If you are wondering if grease is a problem, in the sewage collection and treatment business, the answer is an emphatic yes. Grease is singled out for special attention because it collects in sewer lines and can completely plug a pipe.
Grease in warm water or liquid may not appear harmful. But as the liquid cools, the Grease hardens and collects on sewer mains and pumps. This may cause sewer backup problems at the city's lift stations or waste water treatment plant.
To help eliminate this problem, all grease or oils from cooking or automotive repairs should be put into containers for proper disposal.
It makes no sense to spend precious dollars collected from rates to clean Grease out of sewer pipes. These expenses can be avoided simply by each one of us properly disposing of Grease rather than washing it down the drain.
Commercial Grease Issues
Large amounts of oil and grease in the waste water cause trouble in the collection system pipes and the waste water treatment plant. It decreases pipe capacity and, therefore requires that piping systems be cleaned more often and/ or some piping to be replaced sooner than otherwise expected.
Problems caused by wastes from restaurants, food processing facilities, and other grease producing establishments have served as the basis for ordinance and regulations governing the discharge of grease materials to the sanitary sewer system. This type of waste has forced the requirement of the installation of preliminary treatment facilities, commonly known as grease traps or interceptors.
Need for Grease Traps
If you use oil or grease in your establishment and they are washed into the sanitary sewer system, then you should have a grease trap or interceptor.
The size is largely determined by your maintenance schedule. If you have to clean it more often than you think you should, chances are the size needs to be increased. Typically, a drive-in restaurant will require between a 70 pound to a 100 pound interceptor depending on the food being prepared.
Not Installing Grease Traps
If you are a restaurant owner and use oil or grease in you food preparation, you will eventually have a maintenance problem with a plugged building sewer line.
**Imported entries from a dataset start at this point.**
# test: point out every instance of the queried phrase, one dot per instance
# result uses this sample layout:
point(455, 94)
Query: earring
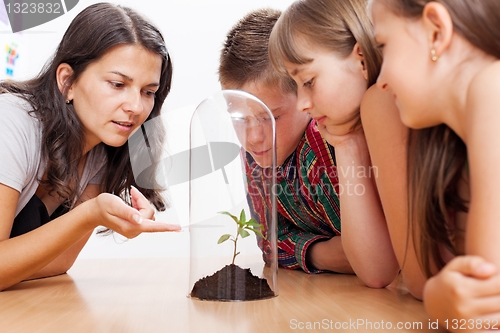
point(434, 56)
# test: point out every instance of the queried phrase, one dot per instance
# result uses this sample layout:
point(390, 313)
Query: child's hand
point(467, 289)
point(113, 213)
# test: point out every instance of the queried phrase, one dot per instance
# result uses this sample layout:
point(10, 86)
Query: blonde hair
point(336, 25)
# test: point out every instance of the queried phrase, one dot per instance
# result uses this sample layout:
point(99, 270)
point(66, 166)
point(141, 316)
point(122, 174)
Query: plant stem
point(235, 240)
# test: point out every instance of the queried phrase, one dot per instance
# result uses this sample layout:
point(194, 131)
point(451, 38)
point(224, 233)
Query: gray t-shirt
point(21, 164)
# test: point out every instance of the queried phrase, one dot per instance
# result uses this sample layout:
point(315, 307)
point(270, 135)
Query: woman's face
point(115, 94)
point(329, 88)
point(407, 68)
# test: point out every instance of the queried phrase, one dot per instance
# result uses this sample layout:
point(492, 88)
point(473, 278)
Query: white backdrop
point(194, 31)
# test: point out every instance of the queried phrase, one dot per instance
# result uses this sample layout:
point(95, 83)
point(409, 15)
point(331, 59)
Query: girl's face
point(407, 70)
point(329, 88)
point(115, 94)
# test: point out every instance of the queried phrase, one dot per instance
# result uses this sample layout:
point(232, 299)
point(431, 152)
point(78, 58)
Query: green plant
point(242, 226)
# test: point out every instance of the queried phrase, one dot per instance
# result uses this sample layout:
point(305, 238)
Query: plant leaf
point(243, 233)
point(254, 223)
point(231, 215)
point(257, 232)
point(223, 238)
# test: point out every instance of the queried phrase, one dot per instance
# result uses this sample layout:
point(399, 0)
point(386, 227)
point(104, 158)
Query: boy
point(307, 202)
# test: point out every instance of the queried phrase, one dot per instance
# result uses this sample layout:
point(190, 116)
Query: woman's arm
point(387, 142)
point(23, 256)
point(66, 259)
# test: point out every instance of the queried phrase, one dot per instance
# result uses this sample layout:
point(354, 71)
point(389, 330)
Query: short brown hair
point(244, 57)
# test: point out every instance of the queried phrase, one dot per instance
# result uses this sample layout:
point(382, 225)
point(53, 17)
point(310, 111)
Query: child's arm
point(365, 235)
point(481, 128)
point(387, 142)
point(468, 288)
point(308, 251)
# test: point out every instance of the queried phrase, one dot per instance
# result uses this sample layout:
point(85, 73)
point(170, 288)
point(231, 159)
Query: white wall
point(194, 31)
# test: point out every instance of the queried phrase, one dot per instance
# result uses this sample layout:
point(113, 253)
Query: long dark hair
point(437, 156)
point(90, 35)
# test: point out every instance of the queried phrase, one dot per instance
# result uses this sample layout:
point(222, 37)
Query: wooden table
point(150, 295)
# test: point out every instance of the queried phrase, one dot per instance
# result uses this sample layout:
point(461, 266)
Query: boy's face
point(290, 125)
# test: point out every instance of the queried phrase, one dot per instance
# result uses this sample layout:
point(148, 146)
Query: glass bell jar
point(232, 205)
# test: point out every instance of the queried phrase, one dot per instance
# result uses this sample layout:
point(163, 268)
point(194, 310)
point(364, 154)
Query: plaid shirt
point(307, 198)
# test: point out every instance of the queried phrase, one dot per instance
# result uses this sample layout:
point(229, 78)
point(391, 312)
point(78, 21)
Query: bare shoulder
point(377, 103)
point(378, 110)
point(484, 89)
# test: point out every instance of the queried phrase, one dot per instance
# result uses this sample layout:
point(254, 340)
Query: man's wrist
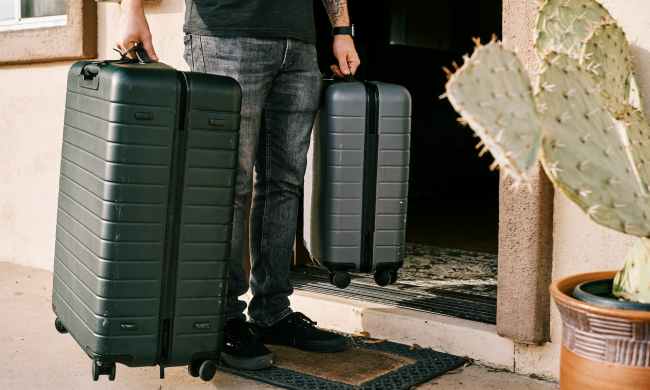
point(132, 5)
point(347, 30)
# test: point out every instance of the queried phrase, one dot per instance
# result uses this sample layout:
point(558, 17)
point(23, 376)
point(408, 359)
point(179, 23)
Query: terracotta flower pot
point(602, 349)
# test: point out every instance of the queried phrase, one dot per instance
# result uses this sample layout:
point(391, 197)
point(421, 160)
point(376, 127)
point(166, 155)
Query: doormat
point(367, 364)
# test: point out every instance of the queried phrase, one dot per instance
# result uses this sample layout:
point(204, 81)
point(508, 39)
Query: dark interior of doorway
point(453, 197)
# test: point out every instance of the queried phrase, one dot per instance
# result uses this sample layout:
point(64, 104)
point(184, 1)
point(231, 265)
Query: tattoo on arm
point(337, 10)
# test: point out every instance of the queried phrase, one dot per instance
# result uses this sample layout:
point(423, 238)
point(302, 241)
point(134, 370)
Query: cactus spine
point(585, 116)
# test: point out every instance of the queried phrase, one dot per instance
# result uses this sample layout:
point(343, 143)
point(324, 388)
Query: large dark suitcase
point(356, 196)
point(144, 215)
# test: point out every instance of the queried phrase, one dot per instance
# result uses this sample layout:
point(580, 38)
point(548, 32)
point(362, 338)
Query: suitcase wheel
point(103, 368)
point(59, 326)
point(340, 279)
point(207, 370)
point(383, 278)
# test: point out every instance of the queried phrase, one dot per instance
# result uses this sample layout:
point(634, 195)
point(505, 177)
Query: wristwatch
point(344, 30)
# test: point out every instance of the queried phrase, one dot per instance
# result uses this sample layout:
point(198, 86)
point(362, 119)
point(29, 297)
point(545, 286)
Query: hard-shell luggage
point(356, 202)
point(144, 214)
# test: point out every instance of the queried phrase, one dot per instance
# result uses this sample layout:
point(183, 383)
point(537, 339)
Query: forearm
point(337, 10)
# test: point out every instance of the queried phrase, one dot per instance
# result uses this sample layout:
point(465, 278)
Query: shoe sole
point(249, 364)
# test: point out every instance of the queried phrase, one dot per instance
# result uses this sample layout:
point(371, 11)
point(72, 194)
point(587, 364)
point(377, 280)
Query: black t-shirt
point(251, 18)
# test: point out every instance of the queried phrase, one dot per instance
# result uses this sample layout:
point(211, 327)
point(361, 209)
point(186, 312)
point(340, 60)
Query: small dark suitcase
point(355, 204)
point(144, 215)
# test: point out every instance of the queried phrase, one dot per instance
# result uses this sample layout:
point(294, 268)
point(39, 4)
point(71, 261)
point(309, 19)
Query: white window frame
point(18, 23)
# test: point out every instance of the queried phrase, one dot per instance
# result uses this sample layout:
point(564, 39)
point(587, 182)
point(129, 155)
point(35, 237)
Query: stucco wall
point(31, 116)
point(32, 98)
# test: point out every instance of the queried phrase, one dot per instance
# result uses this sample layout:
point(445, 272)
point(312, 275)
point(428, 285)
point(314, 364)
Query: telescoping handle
point(138, 51)
point(91, 70)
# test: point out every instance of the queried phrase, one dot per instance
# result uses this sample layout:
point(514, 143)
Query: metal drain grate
point(428, 365)
point(451, 303)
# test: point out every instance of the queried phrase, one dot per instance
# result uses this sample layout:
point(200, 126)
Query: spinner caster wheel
point(207, 370)
point(59, 326)
point(341, 279)
point(103, 368)
point(383, 278)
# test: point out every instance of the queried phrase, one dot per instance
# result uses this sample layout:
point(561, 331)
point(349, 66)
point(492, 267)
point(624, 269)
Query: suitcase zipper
point(172, 230)
point(369, 177)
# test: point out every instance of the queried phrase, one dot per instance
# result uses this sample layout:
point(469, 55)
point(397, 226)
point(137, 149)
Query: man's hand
point(134, 28)
point(346, 55)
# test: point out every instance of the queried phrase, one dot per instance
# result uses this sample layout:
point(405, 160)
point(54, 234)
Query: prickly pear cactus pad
point(633, 281)
point(493, 94)
point(564, 25)
point(606, 54)
point(585, 150)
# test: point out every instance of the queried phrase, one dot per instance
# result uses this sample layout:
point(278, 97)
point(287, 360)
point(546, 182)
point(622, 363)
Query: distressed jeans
point(281, 84)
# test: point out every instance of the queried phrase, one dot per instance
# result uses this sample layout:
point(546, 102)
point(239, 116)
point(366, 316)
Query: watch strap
point(343, 30)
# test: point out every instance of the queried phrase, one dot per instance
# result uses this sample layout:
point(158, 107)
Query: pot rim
point(562, 289)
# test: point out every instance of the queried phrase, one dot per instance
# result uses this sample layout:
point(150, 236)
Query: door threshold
point(475, 340)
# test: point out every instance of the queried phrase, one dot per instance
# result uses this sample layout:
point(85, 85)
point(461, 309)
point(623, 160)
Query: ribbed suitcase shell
point(334, 199)
point(145, 209)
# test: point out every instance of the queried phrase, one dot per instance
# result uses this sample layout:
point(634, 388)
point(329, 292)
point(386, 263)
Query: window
point(28, 14)
point(47, 30)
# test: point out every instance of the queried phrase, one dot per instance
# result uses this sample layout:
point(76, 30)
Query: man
point(268, 47)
This blockage can create a sewer back-up situation and ultimately a health problem in your restaurant. Someone will have to pay to remove the blockage.
If the problem is in your building sewer line, then you will have direct responsibility for paying for the maintenance. If the blockage or restriction is in the public sewer main and it can be proven that you are the cause of the blockage, then you may also have to pay for the public sewer to be maintained.
How It Works
When maintained properly, grease traps prevent your kitchen grease and food waste materials from entering the city sewer system. Grease is a leading cause of sanitary sewer overflows, since it clogs sanitary sewer lines and ultimately causes line blockages.
The result is all too frequent discharges of untreated waste water into streets, homes and commercial enterprises.
Ultimately these problematic waste streams enter our local waterways, where they cause further cleanup costs and restrict recreation, tourism, and commerce. Your traps must be regularly emptied and periodically cleaned to prevent costly and dirty back-ups or over-flows.
Some other things to know include:
- Your kitchen's complete plumbing system, including sinks, dishwashers, floor-drains mop-sinks, drains into the grease trap or grease interceptor system.
- Waste water flows into either an interior or exterior (usually in-ground) grease trap system. A baffle separates the inlet and outlet of the trap, keeping grease in.
- Grease floats to the top of the grease trap, while solids settle on the bottom. The trap or interceptor must be vacuum pumped regularly by a skilled service provider to remove the entire contents of the trap.
- Clean water then continues to flow into your sewer or septic system.